This amazing bear, scientifically named Tremarctos ornatus, is the only species of ursids (regarding the family Ursidae) that currently exists in South America, known by many names including the spectacled bear, spectacled bear, Andean bear, bear in South America, ucumari, spectacled, among others. Turn belongs to the subfamily Tremarctinae which descended from bears that crossed from Asia to North America around for more than two million years (Peyton 2000).

Conservation Status

One of the main problems facing the spectacled bear is the destruction and fragmentation of habitat due to logging and shifting cultivation with for timber. According to the International Union for Conservation of Nature (IUCN ) is considered Vulnerable (VU) and is found in Appendix I of CITES , which means that this species is facing a high risk of extinction in the wild and trade of this is authorized only under exceptional circumstances, for example, for research (Goldstein et al. 2008).

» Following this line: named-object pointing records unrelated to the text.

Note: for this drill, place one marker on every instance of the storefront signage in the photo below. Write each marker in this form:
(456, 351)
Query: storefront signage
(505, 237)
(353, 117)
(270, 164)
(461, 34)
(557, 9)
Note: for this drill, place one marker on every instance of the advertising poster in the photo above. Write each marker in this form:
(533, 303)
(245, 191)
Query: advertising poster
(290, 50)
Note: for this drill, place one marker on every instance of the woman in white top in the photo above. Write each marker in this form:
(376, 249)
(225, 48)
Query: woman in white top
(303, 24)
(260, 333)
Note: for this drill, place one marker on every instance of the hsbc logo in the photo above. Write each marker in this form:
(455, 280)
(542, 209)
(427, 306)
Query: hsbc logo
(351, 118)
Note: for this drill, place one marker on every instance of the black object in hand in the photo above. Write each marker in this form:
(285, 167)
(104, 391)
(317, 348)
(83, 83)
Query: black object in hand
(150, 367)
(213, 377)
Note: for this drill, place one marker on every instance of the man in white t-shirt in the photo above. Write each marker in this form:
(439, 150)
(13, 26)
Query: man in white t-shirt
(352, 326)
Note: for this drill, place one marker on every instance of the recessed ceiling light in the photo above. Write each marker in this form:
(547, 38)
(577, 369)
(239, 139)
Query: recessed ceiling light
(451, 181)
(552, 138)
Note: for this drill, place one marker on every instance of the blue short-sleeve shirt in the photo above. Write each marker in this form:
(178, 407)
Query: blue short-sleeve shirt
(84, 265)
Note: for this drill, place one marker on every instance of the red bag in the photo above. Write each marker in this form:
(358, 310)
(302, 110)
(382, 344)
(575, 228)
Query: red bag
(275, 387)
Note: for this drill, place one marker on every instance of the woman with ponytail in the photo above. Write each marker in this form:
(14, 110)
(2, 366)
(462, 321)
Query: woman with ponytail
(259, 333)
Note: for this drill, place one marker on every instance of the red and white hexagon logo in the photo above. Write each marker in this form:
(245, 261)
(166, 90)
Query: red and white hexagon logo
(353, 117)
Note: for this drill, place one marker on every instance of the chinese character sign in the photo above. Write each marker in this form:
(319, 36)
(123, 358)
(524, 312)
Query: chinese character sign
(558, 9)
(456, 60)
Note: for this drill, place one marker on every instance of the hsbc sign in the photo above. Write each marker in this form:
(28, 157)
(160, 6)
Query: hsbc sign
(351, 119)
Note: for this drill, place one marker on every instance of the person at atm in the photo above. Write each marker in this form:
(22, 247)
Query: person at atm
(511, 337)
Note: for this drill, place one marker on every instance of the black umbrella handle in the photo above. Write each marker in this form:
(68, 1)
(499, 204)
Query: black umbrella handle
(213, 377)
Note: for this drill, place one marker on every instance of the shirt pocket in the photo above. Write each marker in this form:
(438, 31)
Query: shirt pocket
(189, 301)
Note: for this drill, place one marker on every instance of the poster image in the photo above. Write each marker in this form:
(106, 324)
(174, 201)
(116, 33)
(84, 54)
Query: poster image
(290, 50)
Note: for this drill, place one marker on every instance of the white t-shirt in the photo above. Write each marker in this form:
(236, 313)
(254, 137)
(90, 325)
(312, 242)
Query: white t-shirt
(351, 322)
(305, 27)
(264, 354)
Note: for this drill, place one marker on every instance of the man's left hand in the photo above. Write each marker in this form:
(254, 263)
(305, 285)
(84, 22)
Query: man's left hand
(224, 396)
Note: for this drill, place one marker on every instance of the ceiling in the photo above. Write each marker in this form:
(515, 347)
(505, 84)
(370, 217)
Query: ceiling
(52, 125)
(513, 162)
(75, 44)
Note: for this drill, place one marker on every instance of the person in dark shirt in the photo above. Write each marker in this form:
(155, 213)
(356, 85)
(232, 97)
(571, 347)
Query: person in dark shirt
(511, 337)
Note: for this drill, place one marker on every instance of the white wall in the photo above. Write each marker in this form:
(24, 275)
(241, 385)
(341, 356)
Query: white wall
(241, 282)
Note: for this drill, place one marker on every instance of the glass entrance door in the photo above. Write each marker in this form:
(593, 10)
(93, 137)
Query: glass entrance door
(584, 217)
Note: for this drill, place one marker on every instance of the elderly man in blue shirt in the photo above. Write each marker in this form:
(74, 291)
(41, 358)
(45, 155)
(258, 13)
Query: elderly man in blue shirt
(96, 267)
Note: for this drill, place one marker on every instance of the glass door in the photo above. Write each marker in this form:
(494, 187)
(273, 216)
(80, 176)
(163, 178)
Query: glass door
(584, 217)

Physical description They are bears

intermediate size compared to other species of bears, but they were larger mammals in South America. Have a weight ranging between 140 to 175kg and adult males have a size of 1.5 to 2.0m (Peyton 1998). The common name is because glasses yellow markings around the eyes and nostrils, but also appear in the chest, jaw and throat, the rest of his fur is usually black or dark brown. The forelegs are larger than hind paws with five toes and curved, with short tail, rounded ears and a short snout compared to other bears. They have a large molar teeth flat and jaw muscles that allows you to break down food, especially plants (Peyton 2000). Like the rest of the bears are plantigrade, this means that your feet are "flat" (walk across the floor supporting your feet on the surface) and provided an upright posture they use to look like to climb trees and rocks (Goldstein 2005).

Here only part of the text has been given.